[ocata to pike] upgrade failing at step3 during dbsync

Bug #1724636 reported by Emilien Macchi
6
This bug affects 1 person
Affects Status Importance Assigned to Milestone
tripleo
Fix Released
Critical
Sofer Athlan-Guyot

Bug Description

Testing upgrades in upstream gate, it doesn't work yet.
We now reach step 3 but it's failing during the dbsyncs.

Failure during upgrade:
http://logs.openstack.org/25/500625/15/check/legacy-tripleo-ci-centos-7-containers-multinode-upgrades/2a547a7/logs/undercloud/home/zuul/overcloud_upgrade_console.log.txt.gz#_2017-10-18_15_49_11

In http://logs.openstack.org/25/500625/15/check/legacy-tripleo-ci-centos-7-containers-multinode-upgrades/2a547a7/logs/subnode-2/var/log/messages.txt.gz :

Oct 18 15:48:38 centos-7-rax-ord-0000291272 os-collect-config: "Error: /Stage[main]/Cinder::Db::Sync/Exec[cinder-manage db_sync]: Failed to call refresh: cinder-manage db sync returned 1 instead of one of [0]",

Confirmed here:
http://logs.openstack.org/25/500625/15/check/legacy-tripleo-ci-centos-7-containers-multinode-upgrades/2a547a7/logs/subnode-2/var/log/cinder/cinder-manage.log.txt.gz#_2017-10-18_15_45_50_862

DBError: (pymysql.err.InternalError) (1018, u'Can\'t read dir of \'./cinder/\' (errno: 13 "Permission denied")') [SQL: u'SHOW FULL TABLES FROM `cinder`']

Same for Heat (and probably others, but haven't reached that step yet).

Revision history for this message
Alex Schultz (alex-schultz) wrote :

This is likely from the user ID change as we go from non-containerized mariadb to containerized mariadb. I think the containerized version uses a different UID and so the existing ownership might need to change.

Revision history for this message
Michele Baldessari (michele) wrote :

NB: Until we fix https://bugs.launchpad.net/tripleo/+bug/1713007 in pike upgrades just won't work (see also https://bugzilla.redhat.com/show_bug.cgi?id=1475404 for some more info).

I am totally surprised that galera is even somewhat up and running (as it normally just stays in slave mode without those fixes)

I'll look some more at this tomorrow with Damien.

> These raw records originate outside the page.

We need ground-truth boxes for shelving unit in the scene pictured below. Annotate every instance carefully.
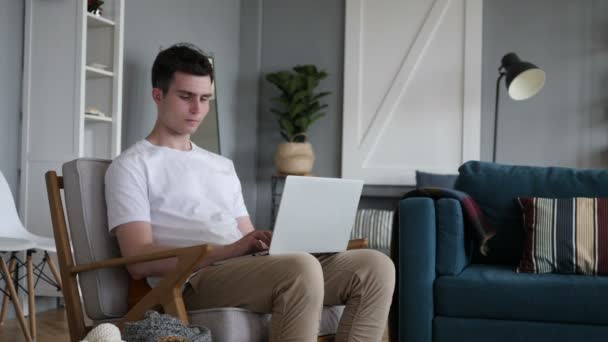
[19,0,124,295]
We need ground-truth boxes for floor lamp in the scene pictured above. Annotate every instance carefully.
[492,52,545,162]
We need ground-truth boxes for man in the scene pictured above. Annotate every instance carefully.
[106,44,395,342]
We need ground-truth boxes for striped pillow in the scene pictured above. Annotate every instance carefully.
[350,209,393,254]
[517,197,608,275]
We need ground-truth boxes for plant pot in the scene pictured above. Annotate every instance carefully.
[274,142,315,175]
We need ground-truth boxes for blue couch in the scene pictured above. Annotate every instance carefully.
[391,162,608,342]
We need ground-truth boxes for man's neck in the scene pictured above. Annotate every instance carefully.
[146,127,192,151]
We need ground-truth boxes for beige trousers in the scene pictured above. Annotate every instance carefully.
[184,249,395,342]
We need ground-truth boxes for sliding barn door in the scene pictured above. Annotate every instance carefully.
[342,0,482,185]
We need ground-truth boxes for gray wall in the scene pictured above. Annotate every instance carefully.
[256,0,344,228]
[123,0,260,217]
[482,0,608,167]
[0,0,24,203]
[0,0,24,319]
[258,0,608,226]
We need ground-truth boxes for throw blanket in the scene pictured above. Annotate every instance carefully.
[389,188,496,341]
[400,188,496,255]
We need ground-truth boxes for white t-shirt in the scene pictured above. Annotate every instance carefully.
[105,139,249,247]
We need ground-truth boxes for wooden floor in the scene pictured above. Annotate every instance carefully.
[0,309,388,342]
[0,309,70,342]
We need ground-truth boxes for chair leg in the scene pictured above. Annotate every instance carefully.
[27,250,36,341]
[0,253,17,325]
[0,258,33,342]
[44,251,63,290]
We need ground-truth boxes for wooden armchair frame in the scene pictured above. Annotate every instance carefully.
[45,171,367,342]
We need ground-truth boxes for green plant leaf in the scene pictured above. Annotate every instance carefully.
[279,118,294,135]
[312,91,331,101]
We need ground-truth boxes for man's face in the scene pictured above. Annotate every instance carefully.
[152,72,212,135]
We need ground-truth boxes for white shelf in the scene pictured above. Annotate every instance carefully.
[87,13,116,27]
[84,114,112,123]
[86,65,114,79]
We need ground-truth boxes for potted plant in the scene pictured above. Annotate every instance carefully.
[266,65,330,175]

Revision history for this message
Damien Ciabrini (dciabrin) wrote :

I wonder if it's a dup of https://bugs.launchpad.net/tripleo/+bug/1701485

I have to check the logs but as said in comment #1, this looks a discrepancy
between the mysql pid which is running and the permission of /var/lib/mysql
on disk.

So it's either the new containerized mysql service that tries to access the
DB on disk before it has been chown to kolla's mysql uid, or it's the old
galera pid which failed to stop during the upgrade and which cannot access
the DB on disk anymore.

Revision history for this message
Damien Ciabrini (dciabrin) wrote :

OK so When looking at http://logs.openstack.org/25/500625/15/check/legacy-tripleo-ci-centos-7-containers-multinode-upgrades/2a547a7/logs/subnode-2/var/log/messages.txt.gz, I don't see any mention of a container "mysql_data_ownership" which should have been started to chown /var/lib/mysql for containers. It has not been run.

Likewise, looking at http://logs.openstack.org/25/500625/15/check/legacy-tripleo-ci-centos-7-containers-multinode-upgrades/2a547a7/logs/subnode-2/var/log/cluster/corosync.log.txt.gz, I don't see any mention of pacemaker starting any containerized galera on its own.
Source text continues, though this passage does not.